Globus Online and the Science DMZ as Scalable Research Data Management Infrastructure for HPC Facilities

This tutorial was featured as a part of the SC13 Conference in Denver CO, and was given by Globus Online's Steve Tuecke, Raj Kettimuthu, and Vas Vasiliadis as well as ESnet's Eli Dart.

Summary of the Tutorial:

The rapid growth of data in scientific research endeavors is placing massive demands on campus computing centers and high-performance computing (HPC) facilities. Computing facilities must provide robust data services built on high-performance infrastructure, while continuing to scale as needs increase. Traditional research data management (RDM) solutions are typically difficult to use and error-prone, and the underlying networking and security infrastructure is often complex and inflexible, resulting in user frustration and sub-optimal use of resources.
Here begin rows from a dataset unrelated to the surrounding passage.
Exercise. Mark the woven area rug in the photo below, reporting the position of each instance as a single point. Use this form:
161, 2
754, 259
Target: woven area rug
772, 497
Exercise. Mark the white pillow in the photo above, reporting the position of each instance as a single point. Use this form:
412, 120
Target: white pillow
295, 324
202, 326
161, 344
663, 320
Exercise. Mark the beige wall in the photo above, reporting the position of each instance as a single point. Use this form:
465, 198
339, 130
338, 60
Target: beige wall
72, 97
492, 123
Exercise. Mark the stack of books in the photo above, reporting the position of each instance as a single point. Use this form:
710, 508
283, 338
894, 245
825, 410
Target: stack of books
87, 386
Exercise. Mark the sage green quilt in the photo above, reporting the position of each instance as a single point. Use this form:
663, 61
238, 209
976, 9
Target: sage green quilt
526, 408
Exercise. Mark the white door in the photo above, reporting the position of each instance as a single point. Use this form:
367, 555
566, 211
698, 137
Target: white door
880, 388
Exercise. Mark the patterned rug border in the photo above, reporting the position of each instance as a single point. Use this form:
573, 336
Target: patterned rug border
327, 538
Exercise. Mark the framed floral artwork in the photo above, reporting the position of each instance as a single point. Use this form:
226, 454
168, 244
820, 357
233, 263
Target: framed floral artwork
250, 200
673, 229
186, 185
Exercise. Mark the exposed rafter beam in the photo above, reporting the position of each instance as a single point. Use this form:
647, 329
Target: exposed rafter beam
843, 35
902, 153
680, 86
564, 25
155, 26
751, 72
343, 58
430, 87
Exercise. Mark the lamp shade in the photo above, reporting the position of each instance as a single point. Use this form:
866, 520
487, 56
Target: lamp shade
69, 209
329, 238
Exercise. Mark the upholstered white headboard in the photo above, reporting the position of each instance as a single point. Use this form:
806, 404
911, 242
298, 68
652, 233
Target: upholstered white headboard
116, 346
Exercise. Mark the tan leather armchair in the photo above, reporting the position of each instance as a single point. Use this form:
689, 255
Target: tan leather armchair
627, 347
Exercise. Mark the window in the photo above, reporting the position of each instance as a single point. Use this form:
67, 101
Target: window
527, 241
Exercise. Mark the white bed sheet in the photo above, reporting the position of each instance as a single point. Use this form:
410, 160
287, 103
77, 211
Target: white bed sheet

An increasingly common solution in HPC facilities is Globus Online deployed in a network environment built on the Science DMZ model. Globus Online is software-as-a-service for moving, syncing, and sharing large data sets. The Science DMZ model is a set of design patterns for network equipment, configuration, and security policy for high-performance scientific infrastructure. The combination of user-friendly, high-performance data transfer tools, and optimally configured underlying infrastructure results in enhanced RDM services that increase user productivity and lower support overhead. Guided by two case studies from national supercomputing centers (NERSC and NCSA), attendees will explore the challenges such facilities face in delivering scalable RDM solutions. Attendees will be introduced to Globus Online and the Science DMZ, and will learn how to deploy and manage these systems.